Thursday, October 22, 2015

What's Behind A Stamp?: General Luque

Stamp collecting. Now there's something that hasn't entered the orbit of my thinking for a few decades. Time was when the stamp album would be bundled into the wardrobe with the cricket bat, the Subbuteo and The Beach Boys' singles. Of these, I can say that the stamp album would not now be on the revival list. Stamp collecting was one of those passing fads of childhood. There was a moment of realisation that it was inherently unproductive, while, try as one did by scouring the Stanley Gibbons for confirmation of a stamp with some actual value, there was nothing in the stamp album with its admittedly meagre collection from Bechuanaland or wherever that proved to be worth more than the paper it was printed on.

Of stamp-producing nations, protectorates and so on that came to be represented in the stamp album, Spain did reasonably well insofar as there were any number of stamps which all looked the same. Whatever their face and postal values were, the face never varied. Franco's. His image was indelibly etched into my memory: stamped into it, you might say. Though whether I was aware of who he was, I couldn't now say. Probably not. Stamps had faces like Franco's. Much of the world, that which inhabited the stamp album that is, could have had stamps with Franco's fizzog. No one ever looked as though they enjoyed being featured on a stamp; they invariably looked miserable. No wonder I gave stamp collecting up as a bad job.

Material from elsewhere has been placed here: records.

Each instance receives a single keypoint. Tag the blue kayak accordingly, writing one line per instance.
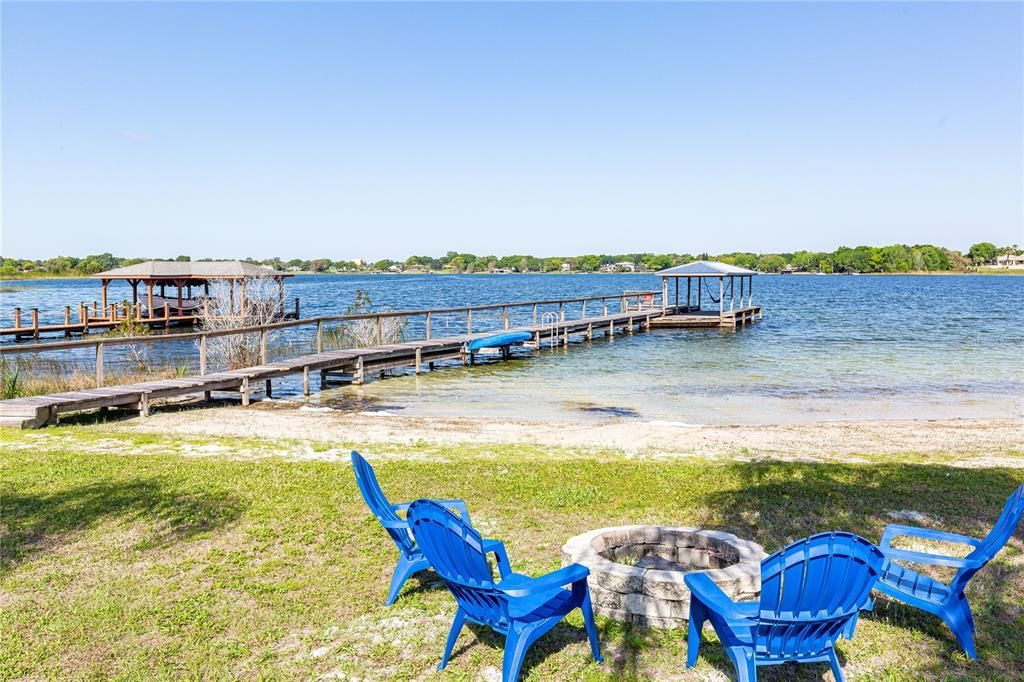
(499, 340)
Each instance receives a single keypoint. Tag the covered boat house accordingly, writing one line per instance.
(731, 302)
(171, 286)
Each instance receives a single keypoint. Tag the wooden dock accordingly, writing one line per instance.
(355, 365)
(693, 318)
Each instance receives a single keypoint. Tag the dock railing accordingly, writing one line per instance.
(632, 300)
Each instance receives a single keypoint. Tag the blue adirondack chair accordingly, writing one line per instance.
(946, 601)
(520, 607)
(811, 593)
(411, 559)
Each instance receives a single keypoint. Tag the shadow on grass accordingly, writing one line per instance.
(34, 522)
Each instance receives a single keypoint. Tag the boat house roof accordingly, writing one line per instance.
(706, 268)
(170, 270)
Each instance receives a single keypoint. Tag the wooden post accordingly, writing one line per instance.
(721, 298)
(99, 365)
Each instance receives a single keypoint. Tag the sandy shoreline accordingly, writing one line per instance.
(979, 440)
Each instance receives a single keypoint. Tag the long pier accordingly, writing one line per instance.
(637, 310)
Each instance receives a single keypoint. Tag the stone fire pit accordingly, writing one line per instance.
(636, 571)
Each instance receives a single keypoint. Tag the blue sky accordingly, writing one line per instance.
(383, 130)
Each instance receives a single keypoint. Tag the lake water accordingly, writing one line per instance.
(828, 348)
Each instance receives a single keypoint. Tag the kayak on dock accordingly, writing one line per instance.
(499, 340)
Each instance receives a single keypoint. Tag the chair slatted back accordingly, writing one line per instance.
(455, 550)
(379, 505)
(1009, 519)
(811, 589)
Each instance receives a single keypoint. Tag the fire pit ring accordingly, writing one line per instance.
(636, 571)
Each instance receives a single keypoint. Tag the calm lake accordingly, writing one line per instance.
(829, 348)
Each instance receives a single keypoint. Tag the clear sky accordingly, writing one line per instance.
(385, 130)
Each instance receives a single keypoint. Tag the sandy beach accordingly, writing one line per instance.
(974, 442)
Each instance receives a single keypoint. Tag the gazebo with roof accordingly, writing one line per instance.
(185, 274)
(697, 275)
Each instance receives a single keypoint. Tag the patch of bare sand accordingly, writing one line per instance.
(965, 442)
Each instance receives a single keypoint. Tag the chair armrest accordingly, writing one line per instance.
(569, 574)
(894, 530)
(711, 594)
(457, 505)
(932, 559)
(498, 549)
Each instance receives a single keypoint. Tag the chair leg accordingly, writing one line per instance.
(747, 666)
(402, 572)
(837, 669)
(698, 612)
(850, 627)
(588, 621)
(460, 619)
(960, 621)
(515, 652)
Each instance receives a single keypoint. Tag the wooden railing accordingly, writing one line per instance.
(627, 301)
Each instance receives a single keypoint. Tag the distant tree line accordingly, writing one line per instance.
(893, 258)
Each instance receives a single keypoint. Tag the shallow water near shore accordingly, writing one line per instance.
(828, 348)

This sudden and unexpected philatelic revivalism comes from an unlikely source: Inca's Dijous Bo fair. They've got into the habit of celebrating something other than just the fair. Well, they did last year by commemorating the falling-down theatre. Encouraged by the success of this, they've come up with something else to commemorate in 2015, and they've made a stamp as a result.

The local philately association had a competition for a design which vaguely resembles a drawing for a Christmas card. It has a flavour of the Holy Land minus some unlikely snow falling, a couple of palm trees and the Three Kings following yonder star. It is in fact a representation of the Cuartel General Luque, and it is this that Inca are commemorating with stamp and poster and the legend: "Cuartel General Luque, 100 años".

So, who was this general? Full name Agustín de Luque y Coca, he climbed to the rank of general during the war with the Americans at the end of the nineteenth century. He saw action in Cuba, which Spain was to lose. Patriot he was, he also had Republican tendencies, which nowadays will hold him in reasonable stead with town halls that have lurched towards leftism with a tinge of republicanism in the way that Inca's has. Importantly for Inca, he was also for a time the head of the Guardia Civil, and he was when, in 1915, the Inca barracks were officially opened, despite having only been 60% built.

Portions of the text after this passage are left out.